I am sidestepping the issue by setting all the partitioner selector flags to none in a subsequent run. Note that this was a mesh that was generated in Simmetrix with No Mesh applied to two model regions and several model faces and thus required a convert that did not abort as noted in issue 231. However, the "fix" to convert silenced verify entirely so we don't know that mds is completely happy with this mesh (full disclosure). I would have liked to find a way to silence only the non-manifold verification since it is not correct for cases with a model region that was made with the No Mesh attribute set.

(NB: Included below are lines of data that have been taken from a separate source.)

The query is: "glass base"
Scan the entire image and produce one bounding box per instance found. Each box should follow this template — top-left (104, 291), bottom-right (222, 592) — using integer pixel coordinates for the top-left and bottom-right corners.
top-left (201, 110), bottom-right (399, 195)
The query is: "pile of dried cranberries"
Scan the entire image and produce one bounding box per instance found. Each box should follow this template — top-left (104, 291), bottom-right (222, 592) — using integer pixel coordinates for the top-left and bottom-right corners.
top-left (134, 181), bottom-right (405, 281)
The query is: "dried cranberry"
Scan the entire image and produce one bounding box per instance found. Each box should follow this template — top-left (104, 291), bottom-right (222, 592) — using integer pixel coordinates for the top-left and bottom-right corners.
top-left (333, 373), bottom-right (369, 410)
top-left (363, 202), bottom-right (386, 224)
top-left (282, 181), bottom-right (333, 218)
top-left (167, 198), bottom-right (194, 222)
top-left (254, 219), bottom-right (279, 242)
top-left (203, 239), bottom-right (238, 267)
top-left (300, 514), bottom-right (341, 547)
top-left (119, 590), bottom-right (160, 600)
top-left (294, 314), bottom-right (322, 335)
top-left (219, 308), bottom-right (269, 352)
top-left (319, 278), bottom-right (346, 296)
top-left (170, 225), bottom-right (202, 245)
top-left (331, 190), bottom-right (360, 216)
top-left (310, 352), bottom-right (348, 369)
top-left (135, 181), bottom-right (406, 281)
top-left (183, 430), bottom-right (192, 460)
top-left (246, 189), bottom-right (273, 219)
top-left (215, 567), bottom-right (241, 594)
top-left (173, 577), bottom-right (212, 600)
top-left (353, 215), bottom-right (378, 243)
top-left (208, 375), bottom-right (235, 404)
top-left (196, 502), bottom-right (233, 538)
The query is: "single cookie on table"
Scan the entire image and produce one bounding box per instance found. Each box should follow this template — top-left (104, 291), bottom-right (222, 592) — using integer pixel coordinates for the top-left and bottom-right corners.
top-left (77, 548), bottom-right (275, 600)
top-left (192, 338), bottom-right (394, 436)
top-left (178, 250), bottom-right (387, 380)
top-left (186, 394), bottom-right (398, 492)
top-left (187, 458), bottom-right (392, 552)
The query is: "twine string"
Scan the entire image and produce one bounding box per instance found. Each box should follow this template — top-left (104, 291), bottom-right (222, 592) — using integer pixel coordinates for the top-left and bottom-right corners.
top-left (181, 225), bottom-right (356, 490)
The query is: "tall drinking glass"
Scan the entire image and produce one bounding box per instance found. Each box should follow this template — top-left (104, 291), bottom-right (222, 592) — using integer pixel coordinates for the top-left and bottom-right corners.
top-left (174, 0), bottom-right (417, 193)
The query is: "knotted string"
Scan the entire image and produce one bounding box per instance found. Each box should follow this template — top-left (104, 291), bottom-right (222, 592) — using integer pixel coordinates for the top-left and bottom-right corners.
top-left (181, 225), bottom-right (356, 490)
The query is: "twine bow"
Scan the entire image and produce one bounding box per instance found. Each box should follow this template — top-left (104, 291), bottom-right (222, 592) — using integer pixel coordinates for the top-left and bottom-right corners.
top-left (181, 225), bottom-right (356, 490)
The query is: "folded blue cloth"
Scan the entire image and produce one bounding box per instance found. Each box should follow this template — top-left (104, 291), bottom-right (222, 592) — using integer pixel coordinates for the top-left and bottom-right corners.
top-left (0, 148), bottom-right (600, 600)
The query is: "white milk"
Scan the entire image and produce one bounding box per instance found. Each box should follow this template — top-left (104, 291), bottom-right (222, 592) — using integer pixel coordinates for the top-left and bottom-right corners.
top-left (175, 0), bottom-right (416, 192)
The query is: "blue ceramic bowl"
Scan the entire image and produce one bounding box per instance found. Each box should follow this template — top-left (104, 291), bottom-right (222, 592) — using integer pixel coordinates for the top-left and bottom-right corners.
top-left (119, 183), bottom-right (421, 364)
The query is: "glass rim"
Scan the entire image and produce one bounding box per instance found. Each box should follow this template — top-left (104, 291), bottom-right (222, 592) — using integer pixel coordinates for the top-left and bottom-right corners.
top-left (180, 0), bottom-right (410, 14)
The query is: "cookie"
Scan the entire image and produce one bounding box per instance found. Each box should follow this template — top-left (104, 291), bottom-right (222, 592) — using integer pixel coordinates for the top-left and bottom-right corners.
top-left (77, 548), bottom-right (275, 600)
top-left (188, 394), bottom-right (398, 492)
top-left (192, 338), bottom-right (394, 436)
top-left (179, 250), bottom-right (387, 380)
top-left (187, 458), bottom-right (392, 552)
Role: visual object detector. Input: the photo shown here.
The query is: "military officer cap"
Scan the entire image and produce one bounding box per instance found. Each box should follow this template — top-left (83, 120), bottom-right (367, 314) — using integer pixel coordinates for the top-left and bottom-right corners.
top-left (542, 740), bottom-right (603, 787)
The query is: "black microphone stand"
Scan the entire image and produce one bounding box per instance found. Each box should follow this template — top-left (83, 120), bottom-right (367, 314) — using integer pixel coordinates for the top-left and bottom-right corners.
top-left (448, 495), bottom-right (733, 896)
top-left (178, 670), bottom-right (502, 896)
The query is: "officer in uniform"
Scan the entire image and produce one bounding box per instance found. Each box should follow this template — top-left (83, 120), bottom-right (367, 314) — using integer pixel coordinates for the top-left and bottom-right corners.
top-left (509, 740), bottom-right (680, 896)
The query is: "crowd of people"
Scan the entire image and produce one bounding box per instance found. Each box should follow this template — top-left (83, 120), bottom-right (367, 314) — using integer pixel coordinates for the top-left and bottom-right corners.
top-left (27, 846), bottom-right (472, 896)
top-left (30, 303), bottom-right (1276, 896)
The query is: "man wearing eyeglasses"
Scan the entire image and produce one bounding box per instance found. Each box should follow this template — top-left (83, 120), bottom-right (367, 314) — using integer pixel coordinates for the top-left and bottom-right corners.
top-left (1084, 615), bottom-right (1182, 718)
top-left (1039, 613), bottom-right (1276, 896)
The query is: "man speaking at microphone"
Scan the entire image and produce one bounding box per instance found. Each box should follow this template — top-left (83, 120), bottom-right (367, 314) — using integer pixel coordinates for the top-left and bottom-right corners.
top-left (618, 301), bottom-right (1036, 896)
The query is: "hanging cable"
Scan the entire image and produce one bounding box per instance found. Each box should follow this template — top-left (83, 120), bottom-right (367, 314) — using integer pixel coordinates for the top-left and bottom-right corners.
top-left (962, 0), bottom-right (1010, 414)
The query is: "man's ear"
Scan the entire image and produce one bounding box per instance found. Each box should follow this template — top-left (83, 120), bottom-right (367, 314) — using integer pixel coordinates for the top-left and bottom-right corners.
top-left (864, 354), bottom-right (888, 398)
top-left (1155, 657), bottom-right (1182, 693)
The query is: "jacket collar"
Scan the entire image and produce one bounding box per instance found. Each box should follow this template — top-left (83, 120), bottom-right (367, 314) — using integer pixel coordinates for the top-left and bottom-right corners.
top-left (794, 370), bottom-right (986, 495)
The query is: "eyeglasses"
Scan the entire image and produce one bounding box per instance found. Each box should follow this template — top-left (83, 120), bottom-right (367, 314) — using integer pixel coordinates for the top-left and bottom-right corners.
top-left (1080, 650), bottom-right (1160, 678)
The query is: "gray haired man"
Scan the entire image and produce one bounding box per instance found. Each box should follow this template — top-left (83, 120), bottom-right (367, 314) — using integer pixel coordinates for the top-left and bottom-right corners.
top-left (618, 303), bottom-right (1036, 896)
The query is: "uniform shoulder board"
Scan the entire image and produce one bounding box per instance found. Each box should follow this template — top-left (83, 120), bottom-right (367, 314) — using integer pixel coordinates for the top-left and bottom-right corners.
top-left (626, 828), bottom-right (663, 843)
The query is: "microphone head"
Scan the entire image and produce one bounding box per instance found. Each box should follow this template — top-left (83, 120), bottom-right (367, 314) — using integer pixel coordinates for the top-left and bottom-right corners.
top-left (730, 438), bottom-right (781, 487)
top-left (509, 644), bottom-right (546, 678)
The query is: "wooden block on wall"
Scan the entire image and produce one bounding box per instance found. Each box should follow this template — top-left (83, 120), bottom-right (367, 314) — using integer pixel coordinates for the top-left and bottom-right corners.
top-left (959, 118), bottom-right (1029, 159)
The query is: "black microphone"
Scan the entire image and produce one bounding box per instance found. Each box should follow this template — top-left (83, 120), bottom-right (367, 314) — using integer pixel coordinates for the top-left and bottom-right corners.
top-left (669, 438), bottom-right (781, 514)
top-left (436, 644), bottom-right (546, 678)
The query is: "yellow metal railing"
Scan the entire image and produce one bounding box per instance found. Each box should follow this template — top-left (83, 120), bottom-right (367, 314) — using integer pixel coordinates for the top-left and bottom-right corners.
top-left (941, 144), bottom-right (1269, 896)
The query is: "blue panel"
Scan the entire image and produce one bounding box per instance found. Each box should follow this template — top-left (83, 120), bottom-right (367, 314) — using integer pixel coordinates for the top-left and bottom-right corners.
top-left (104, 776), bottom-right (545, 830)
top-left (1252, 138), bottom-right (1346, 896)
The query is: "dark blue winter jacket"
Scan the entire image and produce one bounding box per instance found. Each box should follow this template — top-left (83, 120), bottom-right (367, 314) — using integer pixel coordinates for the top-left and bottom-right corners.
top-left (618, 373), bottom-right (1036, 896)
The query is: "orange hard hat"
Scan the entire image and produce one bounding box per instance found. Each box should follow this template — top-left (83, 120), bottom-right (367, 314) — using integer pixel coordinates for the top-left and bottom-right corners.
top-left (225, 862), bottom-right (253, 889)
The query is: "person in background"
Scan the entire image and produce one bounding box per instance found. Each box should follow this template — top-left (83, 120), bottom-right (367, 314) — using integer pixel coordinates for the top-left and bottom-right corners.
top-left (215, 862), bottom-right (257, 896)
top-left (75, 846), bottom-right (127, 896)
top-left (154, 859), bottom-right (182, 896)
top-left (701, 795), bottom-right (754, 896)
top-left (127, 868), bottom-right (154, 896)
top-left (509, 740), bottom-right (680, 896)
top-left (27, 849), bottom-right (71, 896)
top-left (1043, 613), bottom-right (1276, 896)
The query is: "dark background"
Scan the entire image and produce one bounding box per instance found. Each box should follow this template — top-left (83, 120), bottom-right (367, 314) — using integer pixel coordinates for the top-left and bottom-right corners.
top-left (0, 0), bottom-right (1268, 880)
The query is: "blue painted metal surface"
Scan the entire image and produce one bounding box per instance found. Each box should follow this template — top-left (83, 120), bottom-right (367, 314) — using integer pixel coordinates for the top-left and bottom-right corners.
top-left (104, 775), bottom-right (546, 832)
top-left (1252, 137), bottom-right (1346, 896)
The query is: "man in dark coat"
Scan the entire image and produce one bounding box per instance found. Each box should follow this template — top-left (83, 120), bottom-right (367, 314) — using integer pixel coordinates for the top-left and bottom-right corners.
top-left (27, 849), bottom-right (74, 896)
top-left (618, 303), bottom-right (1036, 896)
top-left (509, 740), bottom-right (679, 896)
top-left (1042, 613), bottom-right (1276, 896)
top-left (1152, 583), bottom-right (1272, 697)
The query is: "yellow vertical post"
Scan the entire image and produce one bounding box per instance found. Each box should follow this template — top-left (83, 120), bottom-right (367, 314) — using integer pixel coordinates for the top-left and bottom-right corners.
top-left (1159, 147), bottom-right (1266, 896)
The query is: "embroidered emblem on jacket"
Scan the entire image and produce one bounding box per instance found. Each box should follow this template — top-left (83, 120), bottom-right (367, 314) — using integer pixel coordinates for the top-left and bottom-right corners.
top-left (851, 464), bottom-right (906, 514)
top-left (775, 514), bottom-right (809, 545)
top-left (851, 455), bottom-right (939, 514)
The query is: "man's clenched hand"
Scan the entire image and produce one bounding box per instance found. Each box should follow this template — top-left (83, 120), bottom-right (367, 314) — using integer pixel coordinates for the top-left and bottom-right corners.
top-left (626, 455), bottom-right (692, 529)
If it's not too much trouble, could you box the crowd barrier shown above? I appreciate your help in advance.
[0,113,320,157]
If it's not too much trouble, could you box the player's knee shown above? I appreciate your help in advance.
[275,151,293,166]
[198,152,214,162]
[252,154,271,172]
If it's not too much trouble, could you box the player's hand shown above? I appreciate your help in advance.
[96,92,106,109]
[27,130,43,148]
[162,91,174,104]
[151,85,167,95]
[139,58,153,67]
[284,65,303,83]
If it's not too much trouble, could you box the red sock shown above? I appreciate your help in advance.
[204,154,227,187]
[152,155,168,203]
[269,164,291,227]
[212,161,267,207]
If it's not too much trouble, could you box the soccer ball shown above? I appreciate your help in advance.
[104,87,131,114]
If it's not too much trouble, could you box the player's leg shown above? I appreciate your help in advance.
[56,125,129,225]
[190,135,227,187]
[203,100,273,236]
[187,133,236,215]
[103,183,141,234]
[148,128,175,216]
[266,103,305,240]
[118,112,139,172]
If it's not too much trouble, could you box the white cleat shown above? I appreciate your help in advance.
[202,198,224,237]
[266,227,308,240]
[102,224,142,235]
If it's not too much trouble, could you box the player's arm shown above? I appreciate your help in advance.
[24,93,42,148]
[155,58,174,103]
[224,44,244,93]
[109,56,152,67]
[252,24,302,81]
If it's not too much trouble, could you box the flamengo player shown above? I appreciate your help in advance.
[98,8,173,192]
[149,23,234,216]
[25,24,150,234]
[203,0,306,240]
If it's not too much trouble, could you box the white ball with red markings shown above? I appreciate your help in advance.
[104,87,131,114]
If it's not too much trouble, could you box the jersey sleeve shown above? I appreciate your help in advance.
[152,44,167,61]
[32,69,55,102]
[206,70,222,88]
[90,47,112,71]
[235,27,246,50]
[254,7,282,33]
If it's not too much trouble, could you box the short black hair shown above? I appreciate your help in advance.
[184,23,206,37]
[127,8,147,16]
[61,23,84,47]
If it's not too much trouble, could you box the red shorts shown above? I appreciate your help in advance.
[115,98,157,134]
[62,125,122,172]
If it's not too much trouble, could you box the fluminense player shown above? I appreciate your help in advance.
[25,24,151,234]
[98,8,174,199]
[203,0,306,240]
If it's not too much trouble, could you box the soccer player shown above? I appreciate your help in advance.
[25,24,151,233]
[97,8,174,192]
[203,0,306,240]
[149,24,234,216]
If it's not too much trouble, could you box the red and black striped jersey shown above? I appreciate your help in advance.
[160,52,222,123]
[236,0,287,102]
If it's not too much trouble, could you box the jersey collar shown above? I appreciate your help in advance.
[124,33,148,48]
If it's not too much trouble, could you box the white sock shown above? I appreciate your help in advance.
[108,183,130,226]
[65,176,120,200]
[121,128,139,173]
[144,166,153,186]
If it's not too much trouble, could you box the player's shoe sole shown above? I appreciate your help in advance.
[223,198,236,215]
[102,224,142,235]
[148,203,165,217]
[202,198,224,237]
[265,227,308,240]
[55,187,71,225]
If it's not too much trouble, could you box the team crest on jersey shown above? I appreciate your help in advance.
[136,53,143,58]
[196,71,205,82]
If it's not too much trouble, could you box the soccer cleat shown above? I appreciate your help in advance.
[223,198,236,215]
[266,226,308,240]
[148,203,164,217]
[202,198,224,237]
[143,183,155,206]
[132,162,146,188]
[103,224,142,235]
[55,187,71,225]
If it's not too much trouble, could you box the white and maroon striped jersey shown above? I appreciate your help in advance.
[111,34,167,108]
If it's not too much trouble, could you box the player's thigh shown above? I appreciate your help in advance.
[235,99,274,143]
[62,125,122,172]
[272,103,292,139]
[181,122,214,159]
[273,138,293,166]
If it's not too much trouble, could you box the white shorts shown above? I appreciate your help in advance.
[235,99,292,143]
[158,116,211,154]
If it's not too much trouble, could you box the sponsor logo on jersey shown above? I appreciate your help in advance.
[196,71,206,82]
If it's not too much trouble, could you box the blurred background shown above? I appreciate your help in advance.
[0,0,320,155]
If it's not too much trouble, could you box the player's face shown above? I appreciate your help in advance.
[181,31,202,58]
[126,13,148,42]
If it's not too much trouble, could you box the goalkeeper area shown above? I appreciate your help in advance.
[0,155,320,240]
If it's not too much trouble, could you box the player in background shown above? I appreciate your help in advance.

KennethEJansen avatar Jun 17 '19 17:06 KennethEJansen

Looks like this is more than a PARMA crash. With partition turned off I get thisjansen@viz003:

/projects/tools/Models/JF_TunnelDasha/FullRoom/ChefFlangeRails/16-1-Chef $ ./runChef.sh  16
PUMI Git hash 2.2.0
PUMI version 2.2.0 Git hash 48804e0344328584417a90ee8366c48c98e21e52
"../simMeshToMdsMesh/geomTranslated.smd" and "../simMeshToMdsMesh/geomTranslated.smd" loaded in 0.256165 seconds
mesh ../simMeshToMdsMesh/mdsMesh/ loaded in 142.409646 seconds
number of tet 135321496 hex 0 prism 0 pyramid 0
mesh entity counts: v 22766253 e 158255604 f 270810837 r 135321496
mesh verified in 371.629586 seconds
planned Zoltan split factor 16 to target imbalance 1.010000 in 591.782465 seconds
mesh expanded from 1 to 16 parts in 93.909752 seconds
mesh migrated from 1 to 16 in 3177.871405 seconds
mesh reordered in 88.657689 seconds
max vertex load imbalance of partitioned mesh = 1.020663
ratio of sum of all vertices to sum of owned vertices = 1.014785
max region (3D) or face (2D) load imbalance of partitioned mesh = 1.000425
i < s.n failed at /projects/tools/SCOREC-core/core/mds/apfMDS.cc + 331 
signal 6 caught by pcu
/projects/tools/SCOREC-core/build-14-190604dev_omp110/test/chef(reel_trace+0x13)[0x13cdf63]
/projects/tools/SCOREC-core/build-14-190604dev_omp110/test/chef[0x13cdfc5]

and that chunk of code is

 326     MeshEntity* getUpward(MeshEntity* e, int i)
 327     {
 328       mds_set s;
 329       mds_id id = fromEnt(e);
 330       mds_get_adjacent(&(mesh->mds),id,mds_dim[mds_type(id)] + 1,&s);
 331       PCU_ALWAYS_ASSERT(i < s.n);
 332       return toEnt(s.e[i]);
 333     }

KennethEJansen avatar Jun 17 '19 17:06 KennethEJansen

The good news is that setting elementsPerMigration 100000

up by a factor of 10 from the previous run reduced that step from 7911 seconds to 3177 seconds so retries are improved (still a long wait).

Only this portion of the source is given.